I pedaled towards her house through the early evening streets of San Francisco already gone dark and now alit by street lamps, and as I made my way slow and steady up the easy grade of Polk Street I noticed the police car in the derelict alleyway behind the porno strip club theater where H.S. Thompson had once been employed. It’s lights whisked silently from blue to red to white while a spotlight shone directly and without blinking on the small U-Haul truck parked in the transient hotel side lot. I could spot the officers to the side of him, their hands on their hip holsters while the man in question looking dazed and roused, more than likely rudely awakened from some bedbug infested mattress in the rooms above, pressed the key into the lock, swung open the latch and slowly pulled up the gate. I thought to tarry. Thought to wait. Something begged my curiosity.

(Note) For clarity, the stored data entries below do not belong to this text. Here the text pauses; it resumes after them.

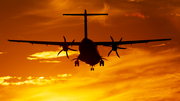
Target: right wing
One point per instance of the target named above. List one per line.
(46, 42)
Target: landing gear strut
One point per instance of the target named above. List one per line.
(101, 63)
(76, 63)
(92, 69)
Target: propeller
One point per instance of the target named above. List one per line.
(66, 48)
(115, 47)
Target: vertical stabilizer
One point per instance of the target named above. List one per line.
(85, 19)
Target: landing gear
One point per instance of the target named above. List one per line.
(76, 63)
(101, 63)
(92, 69)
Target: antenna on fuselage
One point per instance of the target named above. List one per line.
(85, 19)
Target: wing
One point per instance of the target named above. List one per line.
(129, 42)
(46, 42)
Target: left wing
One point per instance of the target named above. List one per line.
(128, 42)
(47, 42)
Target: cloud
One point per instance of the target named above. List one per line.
(136, 14)
(50, 61)
(8, 80)
(139, 75)
(2, 52)
(50, 55)
(158, 45)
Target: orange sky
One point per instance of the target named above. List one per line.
(145, 72)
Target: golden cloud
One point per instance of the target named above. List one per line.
(158, 45)
(50, 55)
(8, 80)
(136, 14)
(140, 75)
(1, 52)
(50, 61)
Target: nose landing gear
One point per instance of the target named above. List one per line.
(92, 69)
(76, 63)
(101, 63)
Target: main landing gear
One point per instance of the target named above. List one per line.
(101, 63)
(76, 63)
(92, 69)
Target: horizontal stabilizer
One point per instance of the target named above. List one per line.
(82, 14)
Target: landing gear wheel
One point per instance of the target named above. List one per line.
(76, 63)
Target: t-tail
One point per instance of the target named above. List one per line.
(85, 19)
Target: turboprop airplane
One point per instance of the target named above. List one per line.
(87, 48)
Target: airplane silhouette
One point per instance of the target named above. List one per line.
(88, 49)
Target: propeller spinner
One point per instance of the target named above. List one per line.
(66, 48)
(115, 47)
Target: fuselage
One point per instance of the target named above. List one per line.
(88, 52)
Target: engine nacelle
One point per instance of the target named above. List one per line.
(101, 63)
(76, 63)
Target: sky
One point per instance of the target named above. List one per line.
(144, 72)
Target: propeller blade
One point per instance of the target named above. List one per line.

But it was getting late, and my need to snuggle tight with my lover won out over the need to scrape the dirty streets for forensic evidence of our collective destruction. If only meth was as clean and earnest as the TV made it seem. If only drugs didn’t bury you inside yourself like some inward facing ostrich. If only that metaphor could express the revulsion of what they probably found inside that trailer. Could communicate the lives chipped away at behind flimsy doors in fifty dollar a night hotels. In the shadow of the empire she tugs down her panties, sticks the needle deep and collapses in the dirty bathtub. She was once a prom queen. This is the memory that always returns to say hello after the rush but before the blackout. She wakes in the tub and immediately strips off the sodden clothes, washes the vomit from her skin and hair. Today’s another day. Another trick. Another lay. God Bless the U.S. of A.